|
KOMPAS,
01 Juli 2013
Berhubung
demokrasi merupakan fondasi dari suatu pengalaman hidup bebas, di ranah
sosio-politik ia terus-menerus berusaha menemukan suatu solusi problematis bagi
pembentukan suatu komunitas dari manusia-manusia bebas. Problematis karena
solusi tersebut tak kunjung henti dipersoalkan, termasuk kedemokrasian kita
sekarang ini.
Betapa tidak.
Demokrasi representatif yang diusung oleh kaum reformis mengesankan semakin
tidak demokratis.
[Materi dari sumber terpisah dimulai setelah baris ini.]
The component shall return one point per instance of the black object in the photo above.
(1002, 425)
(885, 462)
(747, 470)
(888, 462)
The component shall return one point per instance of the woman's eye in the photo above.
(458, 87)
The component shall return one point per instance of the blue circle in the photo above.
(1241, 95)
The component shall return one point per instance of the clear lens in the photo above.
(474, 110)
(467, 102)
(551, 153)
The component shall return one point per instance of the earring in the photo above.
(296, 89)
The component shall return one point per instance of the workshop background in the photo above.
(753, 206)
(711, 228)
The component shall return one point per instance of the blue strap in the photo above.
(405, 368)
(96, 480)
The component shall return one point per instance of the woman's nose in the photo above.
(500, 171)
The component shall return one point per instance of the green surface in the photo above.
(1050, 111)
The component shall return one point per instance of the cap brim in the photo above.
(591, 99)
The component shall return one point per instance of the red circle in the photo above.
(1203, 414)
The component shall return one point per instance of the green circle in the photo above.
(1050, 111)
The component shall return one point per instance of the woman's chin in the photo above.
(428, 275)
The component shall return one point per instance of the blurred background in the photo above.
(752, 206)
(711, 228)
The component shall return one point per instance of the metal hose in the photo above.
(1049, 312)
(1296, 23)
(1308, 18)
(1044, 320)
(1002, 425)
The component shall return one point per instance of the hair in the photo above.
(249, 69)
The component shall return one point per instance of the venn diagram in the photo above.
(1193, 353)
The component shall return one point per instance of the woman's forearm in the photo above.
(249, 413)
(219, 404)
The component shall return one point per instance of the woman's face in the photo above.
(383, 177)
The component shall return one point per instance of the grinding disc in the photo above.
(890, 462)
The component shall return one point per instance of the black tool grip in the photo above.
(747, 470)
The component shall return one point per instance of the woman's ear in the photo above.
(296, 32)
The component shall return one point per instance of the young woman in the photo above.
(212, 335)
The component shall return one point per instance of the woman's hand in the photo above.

Ini tecermin pada sikap publik yang semakin banyak bergairah
menjadi golput berhadapan dengan euforia Pemilihan Presiden (Pilpres) 2014 yang
berkembang di kalangan politikus berpartai. Ketidakpuasan terhadap
kedemokrasian yang berlaku dinyatakan pula oleh gerakan yang semakin gencar menuntut
pemekaran daerah dengan dalih perwujudan otonomi.
Prinsip ekonomi
tetap dinyatakan sebagai ”pemerintahan dari rakyat, oleh rakyat, untuk rakyat”.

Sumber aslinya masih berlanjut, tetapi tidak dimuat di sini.